Networking is still sub-optimal; note the dropped RX packets.
eth0 Link encap:Ethernet HWaddr 00:1C:C4:93:DF:72
inet addr:128.222.99.243 Bcast:128.222.255.255 Mask:255.255.0.0
UP BROADCAST RUNNING MULTICAST MTU:1500 Metric:1
RX packets:12191295 errors:0 dropped:73239 overruns:0 frame:0
TX packets:12731836 errors:0 dropped:0 overruns:0 carrier:0
collisions:0 txqueuelen:1000
RX bytes:5112551787 (4875.7 Mb) TX bytes:10726315924 (10229.4 Mb)
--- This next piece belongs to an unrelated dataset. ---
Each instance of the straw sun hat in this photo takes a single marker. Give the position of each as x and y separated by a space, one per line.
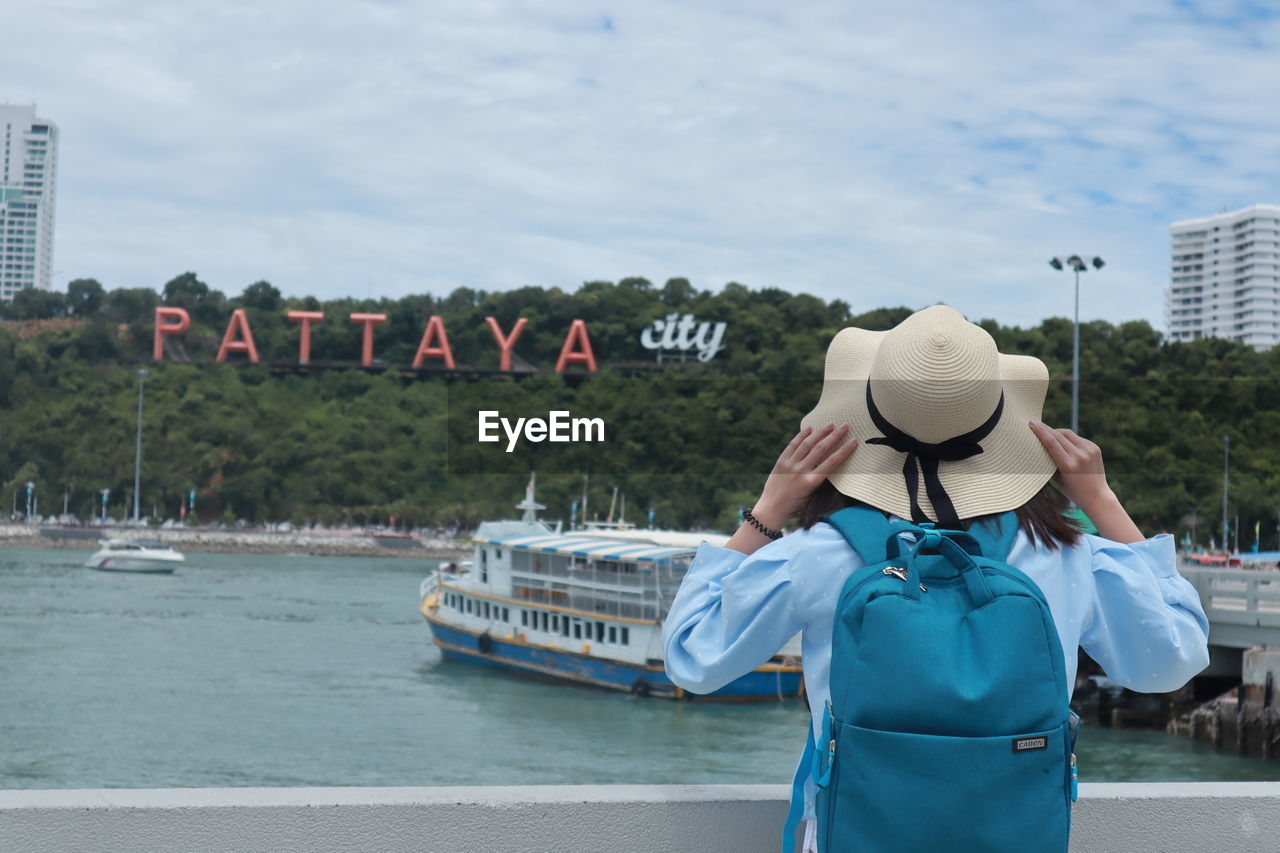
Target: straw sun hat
941 418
Interrupt:16 Memory:f8000000-f8012800
eth1 Link encap:Ethernet HWaddr 00:1C:C4:93:DF:74
inet addr:172.23.1.235 Bcast:172.23.255.255 Mask:255.255.0.0
UP BROADCAST RUNNING MULTICAST MTU:1500 Metric:1
RX packets:73278 errors:0 dropped:238 overruns:0 frame:0
TX packets:8009 errors:0 dropped:0 overruns:0 carrier:0
collisions:0 txqueuelen:1000
RX bytes:15639151 (14.9 Mb) TX bytes:827822 (808.4 Kb)
Interrupt:17 Memory:fa000000-fa012800
There are a few more steps that we can take, including installing the 3.0 kernel to see if that helps. We might have to start looking at other distributions if we don't see progress soon.
Other projects continue: Writing some code for the support portal, testing NX, looking at upgrading our Moin Wiki, WiFi upgrades. I also have been poking at some ideas to improve NX performance to our thin clients, will blog about that if it pans out.